I do believe quaternions are the most direct approach to it. That is to say: to computing the rotation that corresponds to a given point on $\mathbb{S}^3/\sim_A$. Showing that this correspondence is bijective is a different story, but you said you already understood that part.
You know that elements of $SO(3)$ are rotations of $\mathbb{R}^3$. So in the simplest form an answer to your question would be, given an element $\overline{q}$ in $\mathbb{RP}^3$, a recipe that tells you for each $x \in \mathbb{R}^3$ to what point in $\mathbb{R}^3$ the point $x$ is mapped by the rotation. (A more complicated form of answer would be giving the axis and angle of rotation, I come back to that later.)
Now in this 'where does $x$ go?'-form the answer is really simple.
Step 1: pick a representative $q \in \mathbb{S}^3$ of the equivalence class $\overline{q}$.
Step 2: View $q$ as a quaternion, so if you would have ordinarily written it as $(0, 0, 0, 1)$ it now becomes $0 + 0i + 0j + 1k = k$
Step 3: View $x$ as a pure quaternion, i.e. a quaternion with no real part, so if $x$ would normally written $(x_1, x_2, x_3)$ it is now written $x_1i + x_2j + x_3k$.
Step 4: compute $qxq^{-1}$. This is also a pure quaternion, and more importantly: this is your answer!!
Step 5 (optional): check that this does not depend on the choice of representative $q$. This is not so hard: the only other element in the equivalence class is $-q$ and since $(-q)^{-1} = -q^{-1}$ we find that using $-q$ instead of $q$ would have led to $qxq^{-1}$ as well since the minus signs in $(-q)x(-q)^{-1}$ cancel eachother out.
So yeah, the answer is just the rotation $x \mapsto qxq^{-1}$, which is especially easy to compute because for $q = a + bi + cj + dk \in \mathbb{S}^3$ we have that $q^{-1} = a - bi - cj - dk$.
(The general principle here is that $q^{-1} = (a - bi - cj - dk)/(a^2 + b^2 + c^2 + d^2)$, but since $q$ lives in $\mathbb{S}^3$ we have that $(a^2 + b^2 + c^2 + d^2) = 1$)
(Obvious from this formulation it is not clear that this maps $\mathbb{R}^3$ into $\mathbb{R}^3$, i.e. that the resulting quaternions have no real part, let alone that it is a rotation, but when the question is purely 'how to compute the map' this is the answer.
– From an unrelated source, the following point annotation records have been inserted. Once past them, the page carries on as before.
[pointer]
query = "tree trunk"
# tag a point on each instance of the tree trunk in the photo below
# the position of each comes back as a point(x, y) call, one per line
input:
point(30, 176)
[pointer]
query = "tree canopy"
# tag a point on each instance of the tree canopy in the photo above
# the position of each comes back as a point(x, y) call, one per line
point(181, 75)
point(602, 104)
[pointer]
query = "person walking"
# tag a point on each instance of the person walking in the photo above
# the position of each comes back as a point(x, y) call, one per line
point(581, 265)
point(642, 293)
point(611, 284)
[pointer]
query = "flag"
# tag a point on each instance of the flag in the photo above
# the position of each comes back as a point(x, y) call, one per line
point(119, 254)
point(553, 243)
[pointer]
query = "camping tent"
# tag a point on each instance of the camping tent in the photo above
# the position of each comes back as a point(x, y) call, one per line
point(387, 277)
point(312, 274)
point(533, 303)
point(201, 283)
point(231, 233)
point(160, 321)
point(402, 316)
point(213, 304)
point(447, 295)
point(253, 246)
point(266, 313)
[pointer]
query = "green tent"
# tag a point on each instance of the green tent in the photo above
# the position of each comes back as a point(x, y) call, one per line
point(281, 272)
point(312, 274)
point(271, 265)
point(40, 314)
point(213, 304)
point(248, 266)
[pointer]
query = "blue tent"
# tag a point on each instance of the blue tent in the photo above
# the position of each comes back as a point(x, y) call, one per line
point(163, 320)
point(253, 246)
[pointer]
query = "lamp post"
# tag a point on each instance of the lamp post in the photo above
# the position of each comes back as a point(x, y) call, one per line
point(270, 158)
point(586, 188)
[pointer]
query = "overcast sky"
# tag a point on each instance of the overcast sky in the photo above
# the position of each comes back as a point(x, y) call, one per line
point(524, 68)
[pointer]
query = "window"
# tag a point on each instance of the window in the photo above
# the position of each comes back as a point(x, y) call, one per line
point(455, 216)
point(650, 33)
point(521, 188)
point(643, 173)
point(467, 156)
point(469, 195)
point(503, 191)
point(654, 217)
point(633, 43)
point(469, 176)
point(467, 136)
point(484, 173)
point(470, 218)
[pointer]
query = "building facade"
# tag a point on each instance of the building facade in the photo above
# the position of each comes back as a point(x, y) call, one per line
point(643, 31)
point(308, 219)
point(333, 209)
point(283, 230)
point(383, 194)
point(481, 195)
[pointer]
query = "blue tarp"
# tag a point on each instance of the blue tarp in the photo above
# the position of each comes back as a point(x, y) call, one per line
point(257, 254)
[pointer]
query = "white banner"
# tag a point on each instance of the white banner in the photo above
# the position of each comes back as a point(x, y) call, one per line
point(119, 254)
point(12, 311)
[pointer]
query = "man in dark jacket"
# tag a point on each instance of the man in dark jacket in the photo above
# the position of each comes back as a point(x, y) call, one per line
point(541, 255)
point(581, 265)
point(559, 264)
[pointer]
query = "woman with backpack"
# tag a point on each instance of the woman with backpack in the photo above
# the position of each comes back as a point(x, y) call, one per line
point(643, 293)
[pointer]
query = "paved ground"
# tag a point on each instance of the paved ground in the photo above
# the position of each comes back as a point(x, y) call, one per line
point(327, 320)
We can talk about the proof in a different question/answer on this site. (There probably is already a question/answer with this proof on the site somewhere)).
Now for the axis of rotation. We can write $q = a + y$ with $a \in \mathbb{R}$ and $y$ a pure quaternion. My claim is that $y$ (and hence all its multiples) are mapped to itself and hence the line through $y$ and $-y$ in $\mathbb{R}^3 = \mathbb{R}i + \mathbb{R}j + \mathbb{R}k$ is the rotation axis.
Proof: $qyq^{-1} = (a + y)y(a - y)$. Since $y$ is a pure quaternion we have that $y^2$ is a negative real number. Moreover, since the length of $q$ equals 1, that number moreover satisfies $a^2 - y^2 = 1$. Now expanding out $qyq^{-1} = (a + y)y(a - y)$ using this knowledge we find that the real part of the outcome equals $ay^2 - ay^2 = 0$ (as it should to keep the outcome inside the pure quaterions) and that the 'pure quaternion'-part equals $a^2y - y^3 = (a^2 - y^2)y = y$, as predicted.
Getting the angle of rotation is a bit more tricky, maybe you can figure it out for yourself now that you know around what axis we are rotating.